Our little corner booth in the global supermarket of ideas passed a significant threshold today: 100 posts. Not by design, but just as part of the flow of those ideas, the post that set the mark was not from one of the regulars here but from a guest, Ashley Turner.
Ashley is just one of 29 students who are part of the International Media program at American University. Although the blog is open to all of those students and faculty too, only a handful of us are regular contributors for now. (And of course the whole internet world may read and comment on the blog.) But we certainly appreciate having contributions from the wider group of informed perspectives. Her post, “The Media & South Korean Public Diplomacy” looks at the intersection between popular culture (The K-Pop movement or Korean pop music along with Korean cinema) and national cultural policy as a projection of a state’s soft power image.

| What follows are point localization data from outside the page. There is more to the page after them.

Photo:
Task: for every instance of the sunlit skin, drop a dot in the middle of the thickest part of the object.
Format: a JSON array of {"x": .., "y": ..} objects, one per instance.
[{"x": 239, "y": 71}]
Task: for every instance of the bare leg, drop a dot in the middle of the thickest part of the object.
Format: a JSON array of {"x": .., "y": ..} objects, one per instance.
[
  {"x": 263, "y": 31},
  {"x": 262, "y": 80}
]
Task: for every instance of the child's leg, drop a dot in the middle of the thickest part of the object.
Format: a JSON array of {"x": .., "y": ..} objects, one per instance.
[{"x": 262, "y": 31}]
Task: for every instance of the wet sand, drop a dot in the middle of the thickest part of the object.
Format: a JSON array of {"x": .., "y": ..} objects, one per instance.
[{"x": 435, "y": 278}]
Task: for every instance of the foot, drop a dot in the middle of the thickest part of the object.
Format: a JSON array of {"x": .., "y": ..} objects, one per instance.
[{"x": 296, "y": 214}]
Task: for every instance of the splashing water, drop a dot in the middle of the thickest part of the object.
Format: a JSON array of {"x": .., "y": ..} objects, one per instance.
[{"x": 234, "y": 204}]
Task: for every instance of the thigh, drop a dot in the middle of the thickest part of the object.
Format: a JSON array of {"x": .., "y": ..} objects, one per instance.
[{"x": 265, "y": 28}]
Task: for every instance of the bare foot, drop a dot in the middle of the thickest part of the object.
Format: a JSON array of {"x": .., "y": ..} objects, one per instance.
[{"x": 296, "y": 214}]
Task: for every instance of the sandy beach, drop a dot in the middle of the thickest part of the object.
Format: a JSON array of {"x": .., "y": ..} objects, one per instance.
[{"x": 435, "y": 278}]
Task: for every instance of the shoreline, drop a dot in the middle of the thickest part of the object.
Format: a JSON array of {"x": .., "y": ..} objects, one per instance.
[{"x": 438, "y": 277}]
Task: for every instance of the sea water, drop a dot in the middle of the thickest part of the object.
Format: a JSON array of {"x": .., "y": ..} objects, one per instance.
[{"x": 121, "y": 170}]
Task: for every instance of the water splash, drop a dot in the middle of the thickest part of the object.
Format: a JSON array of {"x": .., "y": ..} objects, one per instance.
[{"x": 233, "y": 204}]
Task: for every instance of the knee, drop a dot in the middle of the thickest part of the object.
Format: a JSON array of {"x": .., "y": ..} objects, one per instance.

Beyond the editors, the most prolific writers here are Gabby LaVerghetta and Becky Mezzanotte. Gabby’s most popular posting with readers is “Europe: Are the Media Framing Italy’s Mario Monti for Success or Failure?”. Becky’s most popular posting is “Film Review: Tinker, Tailor, Soldier, Spy.“
Lest you think that the blog lingers a bit too much on Eurocentric topics, given that short list, the most popular post on the blog is about both Africa and the developed world’s stereotypes surrounding that continent and its problems. That is reflected in Ginnie Seger’s posting “Define Necessity: Reporting or Exploitation.”
One of our blog’s alums, Jessica Andrews has the next popular posting “Cinque Terre’s Flood Reveals the Power of Non-Traditional News Sources” which returns us to Europe. But what this shows is that the blog truly does have a global view from Asia to Africa to Europe. The readers and writers both seem to like that.
And although other academic blogs might have hit the centennial mark two or three times as fast, that hasn’t seemed to matter much here as the audience has grown nicely and also comes from all around the world. We encourage you to keep reading (and perhaps commenting here and there). If you do so, we’ll keep writing.